DALLAS–(BUSINESS WIRE)–Texas Pacific Land Trust (NYSE: TPL) announced today that its Trustees have declared a cash dividend of $10.00 per sub-share, an increase of $8.25 over the cash dividend paid in 2019, payable March 16, 2020 to sub-shareholders of record at the close of business on March 9, 2020. This is the 17th consecutive year that the regular dividend has increased. Additionally, the Trustees declared a special dividend of $6.00 per sub-share, an increase of $1.75 over the special dividend paid in 2019, payable March 16, 2020 to sub-shareholders of record at the close of business on March 9, 2020.

Does $10/sub share (regular dividend raised 5.7x) set you up for a $1/share div post split?  Hard to take that regular div bar down.  ~$77MM/year will now no longer be used towards repurchases.

Produced Water

High Country News: There’s a new boom in the Permian Basin — wastewater

In five years, the Permian is forecast to generate 32 million barrels of produced water per day, up from four million a day currently. By 2030, that number could rise to 38 million barrels daily, analysts say. And it will be increasingly difficult to dispose of the wastewater. Industry analysts say the basin will eventually run out of suitable places to drill disposal wells — another incentive for oil and gas operators to recycle.
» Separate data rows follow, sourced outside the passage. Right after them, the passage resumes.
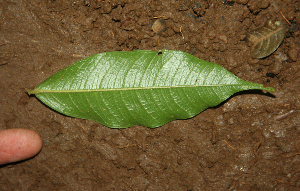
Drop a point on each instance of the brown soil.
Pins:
(247, 143)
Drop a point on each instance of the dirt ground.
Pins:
(250, 142)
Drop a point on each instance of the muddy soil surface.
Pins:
(250, 142)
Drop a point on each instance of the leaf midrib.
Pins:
(38, 91)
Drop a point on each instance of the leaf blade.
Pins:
(139, 88)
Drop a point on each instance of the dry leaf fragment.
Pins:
(266, 40)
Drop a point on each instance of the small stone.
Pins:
(280, 56)
(276, 67)
(159, 26)
(293, 53)
(243, 2)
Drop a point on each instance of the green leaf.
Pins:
(148, 88)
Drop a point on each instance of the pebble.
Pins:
(280, 56)
(293, 53)
(159, 26)
(242, 1)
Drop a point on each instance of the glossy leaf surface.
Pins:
(148, 88)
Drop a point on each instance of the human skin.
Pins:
(18, 144)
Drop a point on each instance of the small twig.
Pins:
(180, 30)
(283, 116)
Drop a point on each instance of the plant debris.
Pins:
(266, 40)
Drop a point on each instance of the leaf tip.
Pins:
(269, 89)
(29, 91)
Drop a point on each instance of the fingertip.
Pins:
(18, 144)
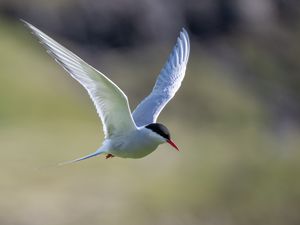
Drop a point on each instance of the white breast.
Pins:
(136, 144)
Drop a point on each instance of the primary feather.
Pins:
(110, 101)
(167, 83)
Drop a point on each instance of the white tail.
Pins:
(98, 152)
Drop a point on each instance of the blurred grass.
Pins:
(231, 170)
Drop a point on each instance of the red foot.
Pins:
(109, 156)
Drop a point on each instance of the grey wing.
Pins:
(111, 103)
(167, 83)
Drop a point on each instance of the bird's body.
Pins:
(135, 144)
(127, 135)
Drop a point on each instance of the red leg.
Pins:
(109, 156)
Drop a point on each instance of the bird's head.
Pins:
(162, 133)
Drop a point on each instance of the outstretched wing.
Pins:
(167, 83)
(110, 101)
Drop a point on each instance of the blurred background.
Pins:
(236, 117)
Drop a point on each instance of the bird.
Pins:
(126, 135)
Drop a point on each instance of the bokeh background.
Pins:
(236, 117)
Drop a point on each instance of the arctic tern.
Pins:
(127, 135)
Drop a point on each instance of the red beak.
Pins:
(173, 144)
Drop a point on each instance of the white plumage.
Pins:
(126, 135)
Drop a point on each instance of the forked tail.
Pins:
(98, 152)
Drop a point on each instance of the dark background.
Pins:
(236, 117)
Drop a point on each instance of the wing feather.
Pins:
(167, 84)
(110, 101)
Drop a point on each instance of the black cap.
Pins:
(159, 129)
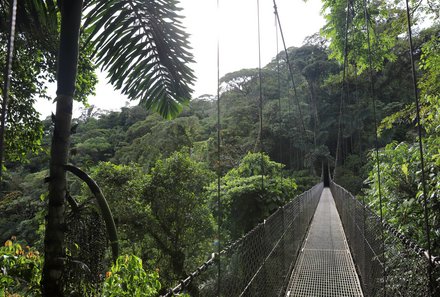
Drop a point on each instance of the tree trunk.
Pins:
(54, 253)
(6, 83)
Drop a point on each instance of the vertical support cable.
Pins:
(279, 89)
(343, 89)
(290, 67)
(376, 140)
(422, 159)
(219, 168)
(7, 82)
(260, 84)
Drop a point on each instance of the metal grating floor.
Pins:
(324, 267)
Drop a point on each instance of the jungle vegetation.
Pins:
(157, 163)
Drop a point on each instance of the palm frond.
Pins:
(145, 50)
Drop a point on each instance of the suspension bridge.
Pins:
(325, 242)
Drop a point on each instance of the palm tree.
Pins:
(144, 48)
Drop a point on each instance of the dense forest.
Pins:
(160, 176)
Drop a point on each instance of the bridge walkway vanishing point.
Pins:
(325, 266)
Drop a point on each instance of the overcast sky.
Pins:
(235, 22)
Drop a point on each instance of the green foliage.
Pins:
(145, 59)
(20, 270)
(247, 196)
(177, 213)
(402, 192)
(127, 277)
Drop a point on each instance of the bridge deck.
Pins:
(324, 266)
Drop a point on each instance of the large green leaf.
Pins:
(143, 47)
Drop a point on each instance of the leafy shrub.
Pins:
(127, 277)
(20, 270)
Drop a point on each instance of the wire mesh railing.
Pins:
(389, 264)
(260, 262)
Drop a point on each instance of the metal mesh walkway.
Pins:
(324, 267)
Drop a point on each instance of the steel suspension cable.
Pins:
(376, 140)
(7, 81)
(289, 67)
(260, 90)
(422, 159)
(343, 89)
(219, 167)
(280, 119)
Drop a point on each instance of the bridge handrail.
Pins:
(231, 247)
(408, 242)
(378, 248)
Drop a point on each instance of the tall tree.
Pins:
(143, 46)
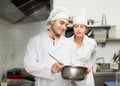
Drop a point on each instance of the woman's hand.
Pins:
(57, 67)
From the Raymond James report linked above:

In our forecast and this piece, we have placed an undue focus on the Permian basin, particularly the Delaware. While most readers will know it is the heart of U.S. oil activity, there is a particular reason why it is top of mind for produced water. New wells in the Delaware Basin are coming online with water-oil-ratios as high as 10-to-1, a level of water production typically exhibited in a decades-old conventional well. Across the basin, initial WORs of 4 or even 6-to-1 are viewed as “normal.” This is in contrast to other prolific shale basins such as the Midland, Eagle Ford, and Bakken, where WORs start at a 1-2x range, and expand slowly to 2-5x. In the graph on the left, we forecast water production grows to over 32 million barrels per day by 2025, for a CAGR of 10% over the period. As the Permian basin shifts further into manufacturing mode, the water growth we project will create the need for nearly 1,000 additional salt water disposal wells by 2030. Even taking an impossibly bullish outlook with water recycling (100% of frac water coming from recycling), we will still need ~750 additional disposal wells in the Permian Basin (more on this below). By 2030, we predict there will be a total need for ~1750 salt water disposal wells, assuming 80% utilization. While many companies involved in SWDs cite 80% as their target utilization, water pressure at the surface and in the formation can limit disposal capabilities, meaning demand for SWDs may be closer to 3,000 under realistic utilization assumptions. This incremental demand for SWDs we estimate represents a $7-$9 billion dollar investment in the Permian Basin alone.